Il «progresso», ovvero il nome che ci piace dare al rapido sviluppo del mondo occidentale dovuto all’uso senza risparmio di risorse non rinnovabili, è fatto da poche strade maestre e da un numero incalcolabile di vicoli ciechi. Ma la dittatura del modello di sviluppo «dissipativo» nato in Europa non è eterna. E potrebbe così darsi che alcuni dei vicoli ciechi tecnologici dimenticati alle nostre spalle finissero per rivelarsi formidabili intuizioni.
Una delle coordinate fondamentali per la misura del successo è il tempo, un elemento che si finisce spesso per trascurare.
Ma le condanne del tempo non sempre sono senza appello e anche l’oblio può non essere definitivo.
Se l’esistenza del tempo può consolare chi non tollera di considerare Adriano Pappalardo, Al Bano o Fabrizio Cicchitto «uomini di successo», a maggior ragione ci aiuta a ridefinire i termini della nostra storia. Il grande pregio del libro di Paul Collins è di riuscire a dimostrare che difficilmente la storia può essere concepita come un elenco rigorosamente separato di «vincenti» e «perdenti». Azioni, passioni e convinzioni umane, anche se sbagliate o fuorvianti, sono essenziali nel definire il campo del pensiero umano. Come scriveva Stephen Jay Gould un «errore fecondo» può essere infinitamente più prezioso di una verità rivelata.
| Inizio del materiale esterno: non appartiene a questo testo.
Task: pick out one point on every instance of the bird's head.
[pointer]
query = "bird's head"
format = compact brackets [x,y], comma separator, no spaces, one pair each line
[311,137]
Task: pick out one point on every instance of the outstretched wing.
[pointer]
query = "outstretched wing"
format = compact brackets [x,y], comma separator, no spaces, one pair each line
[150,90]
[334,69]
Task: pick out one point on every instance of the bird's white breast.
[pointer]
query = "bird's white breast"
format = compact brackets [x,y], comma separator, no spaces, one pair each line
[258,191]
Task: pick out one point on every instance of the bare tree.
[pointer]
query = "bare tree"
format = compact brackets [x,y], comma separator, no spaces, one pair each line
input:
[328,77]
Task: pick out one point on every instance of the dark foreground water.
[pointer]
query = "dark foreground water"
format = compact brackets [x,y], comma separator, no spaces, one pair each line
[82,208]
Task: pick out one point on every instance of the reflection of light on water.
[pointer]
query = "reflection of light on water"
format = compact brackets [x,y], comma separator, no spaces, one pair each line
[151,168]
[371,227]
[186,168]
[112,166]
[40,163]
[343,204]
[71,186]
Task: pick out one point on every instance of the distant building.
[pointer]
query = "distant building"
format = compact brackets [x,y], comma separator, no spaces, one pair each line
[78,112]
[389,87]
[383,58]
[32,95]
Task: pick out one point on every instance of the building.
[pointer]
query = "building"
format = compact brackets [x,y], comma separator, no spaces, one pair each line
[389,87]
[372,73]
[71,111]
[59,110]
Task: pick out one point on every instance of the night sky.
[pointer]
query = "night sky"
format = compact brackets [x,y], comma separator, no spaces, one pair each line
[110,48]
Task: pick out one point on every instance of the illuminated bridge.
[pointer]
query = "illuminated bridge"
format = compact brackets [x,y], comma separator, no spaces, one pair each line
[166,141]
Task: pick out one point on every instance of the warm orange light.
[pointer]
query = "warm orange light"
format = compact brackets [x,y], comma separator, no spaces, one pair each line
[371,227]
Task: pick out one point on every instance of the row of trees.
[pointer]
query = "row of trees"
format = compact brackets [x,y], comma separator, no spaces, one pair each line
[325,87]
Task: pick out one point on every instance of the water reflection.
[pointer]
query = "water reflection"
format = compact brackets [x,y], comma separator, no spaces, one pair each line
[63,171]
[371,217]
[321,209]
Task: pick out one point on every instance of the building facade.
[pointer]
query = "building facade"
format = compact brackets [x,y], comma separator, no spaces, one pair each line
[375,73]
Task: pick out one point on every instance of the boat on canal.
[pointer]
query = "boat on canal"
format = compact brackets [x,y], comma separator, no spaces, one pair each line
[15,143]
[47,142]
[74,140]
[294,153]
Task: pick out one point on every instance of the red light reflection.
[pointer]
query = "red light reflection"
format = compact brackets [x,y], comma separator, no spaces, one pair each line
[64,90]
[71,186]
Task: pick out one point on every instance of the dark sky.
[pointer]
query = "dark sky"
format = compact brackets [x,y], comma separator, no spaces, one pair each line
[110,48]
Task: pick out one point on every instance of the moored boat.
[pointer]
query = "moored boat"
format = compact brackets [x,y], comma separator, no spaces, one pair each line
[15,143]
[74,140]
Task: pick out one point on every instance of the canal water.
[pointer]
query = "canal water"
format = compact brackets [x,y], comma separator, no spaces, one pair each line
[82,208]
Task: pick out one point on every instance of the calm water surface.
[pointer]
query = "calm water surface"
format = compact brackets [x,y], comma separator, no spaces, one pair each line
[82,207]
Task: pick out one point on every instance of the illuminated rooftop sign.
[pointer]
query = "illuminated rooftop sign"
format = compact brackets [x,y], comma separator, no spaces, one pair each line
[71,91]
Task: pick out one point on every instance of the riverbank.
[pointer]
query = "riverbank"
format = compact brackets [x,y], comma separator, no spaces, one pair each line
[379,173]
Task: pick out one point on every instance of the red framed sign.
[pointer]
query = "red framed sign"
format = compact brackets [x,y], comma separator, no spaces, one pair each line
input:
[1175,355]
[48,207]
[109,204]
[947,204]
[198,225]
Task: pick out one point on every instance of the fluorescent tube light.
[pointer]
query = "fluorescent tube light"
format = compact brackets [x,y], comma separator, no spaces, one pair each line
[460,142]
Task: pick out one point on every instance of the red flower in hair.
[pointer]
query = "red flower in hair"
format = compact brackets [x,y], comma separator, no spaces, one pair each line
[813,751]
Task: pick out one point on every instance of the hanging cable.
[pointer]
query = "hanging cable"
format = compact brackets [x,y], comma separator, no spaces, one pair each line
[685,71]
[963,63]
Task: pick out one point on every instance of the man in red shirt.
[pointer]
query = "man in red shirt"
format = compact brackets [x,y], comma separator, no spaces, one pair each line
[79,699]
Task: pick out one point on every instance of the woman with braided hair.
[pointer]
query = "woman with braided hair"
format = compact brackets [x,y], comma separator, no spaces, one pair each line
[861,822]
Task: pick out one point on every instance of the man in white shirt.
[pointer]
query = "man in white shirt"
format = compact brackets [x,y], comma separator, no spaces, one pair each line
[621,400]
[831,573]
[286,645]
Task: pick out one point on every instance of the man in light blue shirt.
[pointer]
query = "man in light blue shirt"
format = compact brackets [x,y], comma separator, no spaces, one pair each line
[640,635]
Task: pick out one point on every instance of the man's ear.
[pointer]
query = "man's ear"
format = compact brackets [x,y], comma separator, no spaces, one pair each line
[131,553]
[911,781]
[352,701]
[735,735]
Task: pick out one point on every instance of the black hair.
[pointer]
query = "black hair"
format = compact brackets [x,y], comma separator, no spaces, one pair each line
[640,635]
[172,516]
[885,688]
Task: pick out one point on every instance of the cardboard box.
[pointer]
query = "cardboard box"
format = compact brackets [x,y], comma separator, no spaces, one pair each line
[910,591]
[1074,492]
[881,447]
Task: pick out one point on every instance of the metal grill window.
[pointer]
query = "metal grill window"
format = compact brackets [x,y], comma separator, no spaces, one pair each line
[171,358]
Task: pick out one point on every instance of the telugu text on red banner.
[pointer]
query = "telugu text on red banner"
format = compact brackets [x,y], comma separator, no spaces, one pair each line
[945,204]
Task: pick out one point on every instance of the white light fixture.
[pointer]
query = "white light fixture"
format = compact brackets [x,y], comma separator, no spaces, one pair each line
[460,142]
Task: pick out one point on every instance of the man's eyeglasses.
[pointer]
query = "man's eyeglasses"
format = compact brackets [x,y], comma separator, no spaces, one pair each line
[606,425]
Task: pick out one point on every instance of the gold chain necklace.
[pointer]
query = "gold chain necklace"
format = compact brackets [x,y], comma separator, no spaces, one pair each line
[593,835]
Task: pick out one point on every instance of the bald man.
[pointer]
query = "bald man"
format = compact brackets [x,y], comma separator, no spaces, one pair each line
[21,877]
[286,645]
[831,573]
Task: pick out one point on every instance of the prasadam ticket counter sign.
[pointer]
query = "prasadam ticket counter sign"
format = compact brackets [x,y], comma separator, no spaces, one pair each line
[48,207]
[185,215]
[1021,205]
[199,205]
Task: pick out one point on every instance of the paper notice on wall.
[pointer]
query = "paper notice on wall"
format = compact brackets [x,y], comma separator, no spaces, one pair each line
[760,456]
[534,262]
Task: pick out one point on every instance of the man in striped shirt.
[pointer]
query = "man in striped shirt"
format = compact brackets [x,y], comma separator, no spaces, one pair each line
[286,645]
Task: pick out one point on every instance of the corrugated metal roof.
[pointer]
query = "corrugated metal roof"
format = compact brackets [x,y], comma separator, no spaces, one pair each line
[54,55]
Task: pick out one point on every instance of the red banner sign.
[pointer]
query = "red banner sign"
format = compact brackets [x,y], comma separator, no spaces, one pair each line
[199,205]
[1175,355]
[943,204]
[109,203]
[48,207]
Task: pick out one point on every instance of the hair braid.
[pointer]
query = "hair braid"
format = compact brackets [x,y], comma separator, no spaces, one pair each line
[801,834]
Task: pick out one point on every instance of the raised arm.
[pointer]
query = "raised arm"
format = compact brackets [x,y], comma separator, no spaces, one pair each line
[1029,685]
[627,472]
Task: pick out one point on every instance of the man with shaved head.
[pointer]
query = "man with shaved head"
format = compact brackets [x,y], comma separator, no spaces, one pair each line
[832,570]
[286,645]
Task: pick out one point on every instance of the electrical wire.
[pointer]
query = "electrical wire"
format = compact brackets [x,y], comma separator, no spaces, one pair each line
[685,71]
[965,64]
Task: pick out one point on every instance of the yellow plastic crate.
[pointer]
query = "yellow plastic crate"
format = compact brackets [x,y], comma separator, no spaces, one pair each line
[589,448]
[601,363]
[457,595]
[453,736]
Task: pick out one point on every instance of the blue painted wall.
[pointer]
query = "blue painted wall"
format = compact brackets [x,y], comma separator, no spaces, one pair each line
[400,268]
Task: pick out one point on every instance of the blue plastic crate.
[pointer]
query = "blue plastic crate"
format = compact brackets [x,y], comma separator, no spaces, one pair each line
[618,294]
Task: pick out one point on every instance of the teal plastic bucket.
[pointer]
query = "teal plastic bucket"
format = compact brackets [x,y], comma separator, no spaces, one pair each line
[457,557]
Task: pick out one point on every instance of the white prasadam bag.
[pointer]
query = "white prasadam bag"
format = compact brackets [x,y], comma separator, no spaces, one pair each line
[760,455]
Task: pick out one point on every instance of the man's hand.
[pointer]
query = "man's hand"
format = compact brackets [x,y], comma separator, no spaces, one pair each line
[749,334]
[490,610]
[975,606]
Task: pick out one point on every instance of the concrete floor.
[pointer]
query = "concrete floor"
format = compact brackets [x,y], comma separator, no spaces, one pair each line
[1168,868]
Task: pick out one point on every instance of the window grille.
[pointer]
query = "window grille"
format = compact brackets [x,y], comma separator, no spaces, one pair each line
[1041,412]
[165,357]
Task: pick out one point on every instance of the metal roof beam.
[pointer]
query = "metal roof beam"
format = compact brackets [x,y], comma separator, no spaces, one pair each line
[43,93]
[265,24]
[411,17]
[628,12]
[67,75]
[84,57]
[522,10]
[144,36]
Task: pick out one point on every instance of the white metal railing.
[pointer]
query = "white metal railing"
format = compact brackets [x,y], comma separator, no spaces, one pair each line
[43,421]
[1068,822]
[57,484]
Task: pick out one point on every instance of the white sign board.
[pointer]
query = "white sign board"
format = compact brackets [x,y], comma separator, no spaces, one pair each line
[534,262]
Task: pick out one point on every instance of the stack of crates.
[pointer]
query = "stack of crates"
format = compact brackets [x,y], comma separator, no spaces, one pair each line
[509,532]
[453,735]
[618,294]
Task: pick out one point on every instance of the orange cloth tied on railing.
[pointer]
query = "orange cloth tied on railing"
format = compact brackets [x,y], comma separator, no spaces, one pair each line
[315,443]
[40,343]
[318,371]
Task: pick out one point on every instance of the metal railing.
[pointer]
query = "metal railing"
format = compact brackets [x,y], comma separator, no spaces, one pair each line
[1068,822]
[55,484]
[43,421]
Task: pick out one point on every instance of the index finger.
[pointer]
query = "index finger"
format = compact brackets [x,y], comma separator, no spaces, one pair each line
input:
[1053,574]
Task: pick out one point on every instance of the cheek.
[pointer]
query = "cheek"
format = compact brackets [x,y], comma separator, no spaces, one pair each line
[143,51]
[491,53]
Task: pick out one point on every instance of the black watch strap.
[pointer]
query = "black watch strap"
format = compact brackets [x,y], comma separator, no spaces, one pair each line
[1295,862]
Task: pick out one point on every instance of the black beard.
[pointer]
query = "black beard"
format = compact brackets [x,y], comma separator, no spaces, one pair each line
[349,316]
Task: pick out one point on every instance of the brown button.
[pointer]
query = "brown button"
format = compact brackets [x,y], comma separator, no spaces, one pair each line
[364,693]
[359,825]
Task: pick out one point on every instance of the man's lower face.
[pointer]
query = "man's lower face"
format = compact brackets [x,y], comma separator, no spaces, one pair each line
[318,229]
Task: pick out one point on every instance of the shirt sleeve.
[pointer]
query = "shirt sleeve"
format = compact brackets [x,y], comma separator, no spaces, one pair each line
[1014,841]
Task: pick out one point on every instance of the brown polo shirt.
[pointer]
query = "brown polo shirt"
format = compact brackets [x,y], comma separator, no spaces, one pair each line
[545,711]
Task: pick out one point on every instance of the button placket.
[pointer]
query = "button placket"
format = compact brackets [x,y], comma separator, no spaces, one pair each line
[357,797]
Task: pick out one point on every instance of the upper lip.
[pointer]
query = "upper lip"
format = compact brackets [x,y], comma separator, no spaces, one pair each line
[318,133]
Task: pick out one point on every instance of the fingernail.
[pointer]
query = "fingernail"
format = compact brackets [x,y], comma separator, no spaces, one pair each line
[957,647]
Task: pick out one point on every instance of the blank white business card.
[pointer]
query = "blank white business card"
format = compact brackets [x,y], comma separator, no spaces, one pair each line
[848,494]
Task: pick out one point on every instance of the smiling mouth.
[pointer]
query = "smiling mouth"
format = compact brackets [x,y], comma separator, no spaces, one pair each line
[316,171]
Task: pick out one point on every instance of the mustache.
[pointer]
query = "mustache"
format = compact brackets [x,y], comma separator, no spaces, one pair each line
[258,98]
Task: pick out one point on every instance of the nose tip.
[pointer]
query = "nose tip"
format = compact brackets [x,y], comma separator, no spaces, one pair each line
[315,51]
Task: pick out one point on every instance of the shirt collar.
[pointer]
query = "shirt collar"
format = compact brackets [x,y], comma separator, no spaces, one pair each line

Onore, quindi, agli uomini e alle donne che non hanno avuto successo e sono stati dimenticati:
Ho scritto un libro dedicato a coloro che sono caduti lungo la strada verso la gloria. Ognuno di loro si meriterebbe un’opera a sé stante e mi auguro che prima o poi ciò possa accadere. Per il momento questo piccolo omaggio può essere sufficiente a onorarne la memoria.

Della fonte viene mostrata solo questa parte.